People like you from Jewish communities have been taking a stand together with our immigrant friends, neighbors, and family members. We are resisting deportations, traveling to Baltimore to accompany and defend immigrants at check-ins with ICE (the federal agency that detains and deports people), and fighting for Dreamers who grew up right here to be able to stay.

We need the right partners in office to help

We in Montgomery County are proud to be a diverse and welcoming community. We have some good policies on the books, but they are not enough. ICE is a brutal threat to our communities, yet not all our officers know that county law is supposed to prevent local police from being forced to collaborate with them. Our elected officials need to prevent local resources from being used to endanger our residents, or to speed up deportations.

There are other ways our elected officials haven’t stepped up: this year, JUFJ leaders joined the Capital Area Immigrant Rights (CAIR) Coalition to help people threatened with deportation get legal help. We asked the County Council to set aside some of our local money — as DC did last year — to provide legal support for residents facing deportation. When our neighbors are threatened with deportation, they rarely have money to pay for legal help. Nearly 80% of detained Marylanders have no legal representation, and without lawyers, they are significantly less likely to stay in this country.

But Montgomery County State’s Attorney John McCarthy threw up barriers to prevent people from getting help: he insisted that almost any prior conviction, including traffic violations, should disqualify people from legal representation. And the Council went along with his terrible plan. Instead of funding skilled legal help to keep families together, the Council’s allocation has so many strings attached that 75% of the people in detention who need legal help won’t get it.

And now, the elected officials are trying to get credit for doing the right thing when they actually failed.The Council told us they’d support deportation defense. Then, they turned around and passed a meaningless bill that hangs the most vulnerable people out to dry. This year’s money was a one-time allocation, so the next Council will have to come up with a longer-term solution to make sure all folks facing deportation have access to legal representation. Our current representatives’ failure makes it abundantly clear that we must choose our leaders carefully.

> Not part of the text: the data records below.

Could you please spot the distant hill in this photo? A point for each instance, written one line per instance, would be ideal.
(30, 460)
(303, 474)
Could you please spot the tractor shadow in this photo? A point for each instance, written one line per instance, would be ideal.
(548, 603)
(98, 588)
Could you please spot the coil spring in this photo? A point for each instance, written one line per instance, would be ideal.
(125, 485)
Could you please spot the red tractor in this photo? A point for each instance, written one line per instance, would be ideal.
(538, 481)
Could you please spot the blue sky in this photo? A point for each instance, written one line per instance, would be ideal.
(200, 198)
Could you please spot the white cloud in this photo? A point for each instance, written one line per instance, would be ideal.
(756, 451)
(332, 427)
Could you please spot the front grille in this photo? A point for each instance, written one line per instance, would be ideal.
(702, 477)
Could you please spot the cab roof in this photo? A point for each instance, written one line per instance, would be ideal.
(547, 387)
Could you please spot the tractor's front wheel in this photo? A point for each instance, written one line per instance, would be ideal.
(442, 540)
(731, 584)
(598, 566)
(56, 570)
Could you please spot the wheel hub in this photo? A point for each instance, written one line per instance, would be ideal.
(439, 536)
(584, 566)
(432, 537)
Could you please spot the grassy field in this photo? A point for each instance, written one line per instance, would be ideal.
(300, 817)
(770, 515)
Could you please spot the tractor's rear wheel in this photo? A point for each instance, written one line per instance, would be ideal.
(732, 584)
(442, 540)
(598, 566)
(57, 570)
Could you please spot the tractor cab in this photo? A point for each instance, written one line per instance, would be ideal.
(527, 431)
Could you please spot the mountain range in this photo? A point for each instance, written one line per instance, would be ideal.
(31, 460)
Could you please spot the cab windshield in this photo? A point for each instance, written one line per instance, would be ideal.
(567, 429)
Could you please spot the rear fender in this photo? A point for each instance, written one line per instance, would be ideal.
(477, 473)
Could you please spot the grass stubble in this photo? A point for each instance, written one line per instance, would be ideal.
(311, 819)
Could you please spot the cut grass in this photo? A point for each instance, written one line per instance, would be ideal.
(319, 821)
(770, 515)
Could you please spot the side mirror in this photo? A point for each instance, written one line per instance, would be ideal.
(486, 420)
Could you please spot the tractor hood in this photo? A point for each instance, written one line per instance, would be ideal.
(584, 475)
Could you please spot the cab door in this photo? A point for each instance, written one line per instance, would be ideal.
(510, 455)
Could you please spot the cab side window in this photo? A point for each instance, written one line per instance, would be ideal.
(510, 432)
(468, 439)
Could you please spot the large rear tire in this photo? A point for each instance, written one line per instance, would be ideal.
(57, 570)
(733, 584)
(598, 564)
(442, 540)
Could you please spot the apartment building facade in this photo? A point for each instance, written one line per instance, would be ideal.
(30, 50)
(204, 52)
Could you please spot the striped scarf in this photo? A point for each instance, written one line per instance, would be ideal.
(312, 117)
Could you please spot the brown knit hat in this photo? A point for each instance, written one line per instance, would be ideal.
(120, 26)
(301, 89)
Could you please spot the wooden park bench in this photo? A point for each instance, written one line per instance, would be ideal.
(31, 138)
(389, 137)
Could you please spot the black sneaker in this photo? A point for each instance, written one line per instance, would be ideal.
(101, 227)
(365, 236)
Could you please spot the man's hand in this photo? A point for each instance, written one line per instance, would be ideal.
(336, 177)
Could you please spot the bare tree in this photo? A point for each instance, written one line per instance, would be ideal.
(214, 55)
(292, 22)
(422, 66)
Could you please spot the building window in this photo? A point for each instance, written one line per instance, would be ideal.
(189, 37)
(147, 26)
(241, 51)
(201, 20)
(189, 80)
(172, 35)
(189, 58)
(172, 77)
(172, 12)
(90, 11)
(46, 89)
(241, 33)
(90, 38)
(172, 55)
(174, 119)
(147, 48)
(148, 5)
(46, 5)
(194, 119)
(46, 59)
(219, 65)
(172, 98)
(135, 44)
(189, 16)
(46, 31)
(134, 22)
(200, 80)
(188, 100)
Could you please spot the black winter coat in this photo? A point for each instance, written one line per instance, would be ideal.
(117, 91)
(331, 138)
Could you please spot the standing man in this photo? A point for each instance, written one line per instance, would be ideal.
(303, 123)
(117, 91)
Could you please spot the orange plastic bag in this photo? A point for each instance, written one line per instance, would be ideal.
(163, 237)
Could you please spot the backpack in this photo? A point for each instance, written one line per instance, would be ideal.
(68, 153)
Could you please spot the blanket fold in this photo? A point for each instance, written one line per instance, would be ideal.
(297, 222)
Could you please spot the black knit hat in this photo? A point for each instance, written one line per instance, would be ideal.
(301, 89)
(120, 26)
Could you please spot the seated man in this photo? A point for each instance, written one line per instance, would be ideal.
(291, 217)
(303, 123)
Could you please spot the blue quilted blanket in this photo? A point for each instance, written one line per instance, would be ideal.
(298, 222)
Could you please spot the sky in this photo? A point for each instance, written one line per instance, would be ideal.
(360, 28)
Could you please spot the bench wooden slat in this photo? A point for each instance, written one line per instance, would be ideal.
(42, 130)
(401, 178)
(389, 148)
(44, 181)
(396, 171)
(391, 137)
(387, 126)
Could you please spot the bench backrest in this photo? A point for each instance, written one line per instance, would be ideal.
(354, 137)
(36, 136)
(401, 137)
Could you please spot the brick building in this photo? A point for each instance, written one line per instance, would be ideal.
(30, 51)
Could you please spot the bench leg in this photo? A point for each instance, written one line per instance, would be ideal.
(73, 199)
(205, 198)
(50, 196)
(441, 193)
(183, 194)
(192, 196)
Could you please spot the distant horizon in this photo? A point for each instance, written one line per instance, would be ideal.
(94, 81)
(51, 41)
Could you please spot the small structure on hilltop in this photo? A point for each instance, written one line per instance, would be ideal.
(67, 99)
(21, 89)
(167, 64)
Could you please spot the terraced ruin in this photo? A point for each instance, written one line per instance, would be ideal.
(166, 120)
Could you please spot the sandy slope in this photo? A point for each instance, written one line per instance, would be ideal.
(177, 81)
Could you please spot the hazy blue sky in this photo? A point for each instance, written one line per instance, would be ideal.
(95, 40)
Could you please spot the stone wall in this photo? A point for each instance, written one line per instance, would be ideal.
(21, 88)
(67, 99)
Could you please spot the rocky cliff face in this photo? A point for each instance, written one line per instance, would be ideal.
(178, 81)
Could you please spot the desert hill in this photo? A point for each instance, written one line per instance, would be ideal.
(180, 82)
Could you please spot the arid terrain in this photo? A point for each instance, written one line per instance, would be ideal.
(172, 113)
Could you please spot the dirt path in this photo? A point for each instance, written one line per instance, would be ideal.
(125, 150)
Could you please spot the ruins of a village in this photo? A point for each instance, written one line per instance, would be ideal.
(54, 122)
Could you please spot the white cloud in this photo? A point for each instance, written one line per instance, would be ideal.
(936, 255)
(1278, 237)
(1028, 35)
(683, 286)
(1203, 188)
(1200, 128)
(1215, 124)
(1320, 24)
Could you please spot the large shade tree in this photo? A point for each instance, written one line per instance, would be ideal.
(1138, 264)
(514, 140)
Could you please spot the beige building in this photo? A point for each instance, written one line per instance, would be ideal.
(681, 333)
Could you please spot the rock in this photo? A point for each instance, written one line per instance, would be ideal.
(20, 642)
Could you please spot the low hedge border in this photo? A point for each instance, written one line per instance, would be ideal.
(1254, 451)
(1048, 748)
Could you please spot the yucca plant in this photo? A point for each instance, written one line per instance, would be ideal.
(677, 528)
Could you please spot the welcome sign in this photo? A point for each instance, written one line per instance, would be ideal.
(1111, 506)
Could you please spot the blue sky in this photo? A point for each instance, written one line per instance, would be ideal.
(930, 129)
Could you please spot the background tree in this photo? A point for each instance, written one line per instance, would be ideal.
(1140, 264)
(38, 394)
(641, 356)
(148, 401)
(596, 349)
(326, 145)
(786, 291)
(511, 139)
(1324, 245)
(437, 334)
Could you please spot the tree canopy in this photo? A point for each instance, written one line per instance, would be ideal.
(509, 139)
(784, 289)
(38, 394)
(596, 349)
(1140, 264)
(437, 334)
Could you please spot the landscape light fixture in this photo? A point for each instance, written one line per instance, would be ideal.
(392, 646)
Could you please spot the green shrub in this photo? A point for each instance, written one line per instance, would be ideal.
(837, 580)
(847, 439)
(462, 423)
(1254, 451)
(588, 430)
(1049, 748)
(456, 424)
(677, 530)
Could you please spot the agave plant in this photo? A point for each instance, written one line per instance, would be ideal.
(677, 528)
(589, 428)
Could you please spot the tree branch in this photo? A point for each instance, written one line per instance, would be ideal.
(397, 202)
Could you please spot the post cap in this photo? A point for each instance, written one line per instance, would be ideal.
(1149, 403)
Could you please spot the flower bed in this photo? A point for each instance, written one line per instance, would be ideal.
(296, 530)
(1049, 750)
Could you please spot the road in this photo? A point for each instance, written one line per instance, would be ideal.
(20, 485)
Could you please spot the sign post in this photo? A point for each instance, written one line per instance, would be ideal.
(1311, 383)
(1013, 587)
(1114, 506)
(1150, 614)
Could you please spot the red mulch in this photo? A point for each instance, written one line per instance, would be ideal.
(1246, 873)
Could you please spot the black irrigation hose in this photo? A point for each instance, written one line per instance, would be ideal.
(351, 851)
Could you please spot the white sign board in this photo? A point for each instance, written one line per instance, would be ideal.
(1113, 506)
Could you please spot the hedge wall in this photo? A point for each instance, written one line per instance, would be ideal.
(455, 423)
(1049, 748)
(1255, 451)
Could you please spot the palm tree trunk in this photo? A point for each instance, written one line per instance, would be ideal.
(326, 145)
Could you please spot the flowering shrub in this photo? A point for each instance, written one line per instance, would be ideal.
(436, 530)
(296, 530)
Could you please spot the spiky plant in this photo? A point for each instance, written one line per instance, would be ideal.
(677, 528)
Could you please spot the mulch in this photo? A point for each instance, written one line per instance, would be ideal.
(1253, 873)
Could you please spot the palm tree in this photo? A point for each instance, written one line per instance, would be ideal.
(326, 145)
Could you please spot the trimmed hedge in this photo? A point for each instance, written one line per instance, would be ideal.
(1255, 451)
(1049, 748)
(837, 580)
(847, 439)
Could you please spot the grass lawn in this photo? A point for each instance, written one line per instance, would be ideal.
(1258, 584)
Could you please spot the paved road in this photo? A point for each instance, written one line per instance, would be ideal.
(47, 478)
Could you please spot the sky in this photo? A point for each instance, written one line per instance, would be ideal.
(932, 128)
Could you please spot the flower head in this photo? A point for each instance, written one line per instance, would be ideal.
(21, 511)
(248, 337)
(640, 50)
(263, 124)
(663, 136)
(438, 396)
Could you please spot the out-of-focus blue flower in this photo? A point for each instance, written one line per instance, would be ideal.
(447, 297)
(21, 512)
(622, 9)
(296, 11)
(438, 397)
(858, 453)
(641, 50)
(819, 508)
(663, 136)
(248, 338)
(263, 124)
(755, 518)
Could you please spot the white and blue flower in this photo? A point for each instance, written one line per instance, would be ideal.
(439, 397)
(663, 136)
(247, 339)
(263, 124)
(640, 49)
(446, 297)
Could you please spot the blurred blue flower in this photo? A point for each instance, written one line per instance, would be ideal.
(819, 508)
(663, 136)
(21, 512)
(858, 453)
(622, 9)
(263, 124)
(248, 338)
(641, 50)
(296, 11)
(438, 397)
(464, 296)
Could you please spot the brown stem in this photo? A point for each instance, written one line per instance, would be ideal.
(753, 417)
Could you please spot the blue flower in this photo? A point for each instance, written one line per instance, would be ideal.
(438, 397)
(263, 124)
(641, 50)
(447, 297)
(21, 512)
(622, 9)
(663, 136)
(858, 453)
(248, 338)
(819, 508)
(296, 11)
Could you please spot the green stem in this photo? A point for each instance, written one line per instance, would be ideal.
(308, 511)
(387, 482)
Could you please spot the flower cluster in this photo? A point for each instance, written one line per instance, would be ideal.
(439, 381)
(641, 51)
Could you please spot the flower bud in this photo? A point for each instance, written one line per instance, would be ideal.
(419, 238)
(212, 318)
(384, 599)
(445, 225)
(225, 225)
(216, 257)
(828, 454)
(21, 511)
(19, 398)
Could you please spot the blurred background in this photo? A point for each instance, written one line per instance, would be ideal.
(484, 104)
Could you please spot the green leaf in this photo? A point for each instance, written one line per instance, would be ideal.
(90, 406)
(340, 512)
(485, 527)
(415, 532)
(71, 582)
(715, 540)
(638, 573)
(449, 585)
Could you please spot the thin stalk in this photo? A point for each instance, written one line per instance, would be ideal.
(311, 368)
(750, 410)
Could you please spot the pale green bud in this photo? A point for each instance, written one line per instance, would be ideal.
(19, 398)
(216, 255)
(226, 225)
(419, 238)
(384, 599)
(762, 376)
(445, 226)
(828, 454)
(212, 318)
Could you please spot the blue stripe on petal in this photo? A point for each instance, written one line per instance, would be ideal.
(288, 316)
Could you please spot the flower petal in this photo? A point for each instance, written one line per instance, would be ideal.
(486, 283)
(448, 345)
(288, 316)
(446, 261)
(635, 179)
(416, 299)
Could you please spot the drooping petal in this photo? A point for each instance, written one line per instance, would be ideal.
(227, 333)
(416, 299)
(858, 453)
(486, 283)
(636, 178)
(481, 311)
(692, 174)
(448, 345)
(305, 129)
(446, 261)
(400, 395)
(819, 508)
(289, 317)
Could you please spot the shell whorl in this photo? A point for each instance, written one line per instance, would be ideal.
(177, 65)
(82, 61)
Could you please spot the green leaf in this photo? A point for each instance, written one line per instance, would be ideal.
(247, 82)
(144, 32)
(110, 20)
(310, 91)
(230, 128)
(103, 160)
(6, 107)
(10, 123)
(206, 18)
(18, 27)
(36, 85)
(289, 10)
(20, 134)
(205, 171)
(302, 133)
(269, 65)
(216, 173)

We’ll face other immigration issues in the next four years, especially as the Trump Administration strips more of our neighbors of their legal TPS and DACA status. It is crucial that we elect a County Executive and Council who will be strong partners to JUFJ and our allies, and who will do everything they can to keep families together and to welcome and protect all our neighbors.

Commit to voting your values during early voting and on primary day, Tuesday, June 26.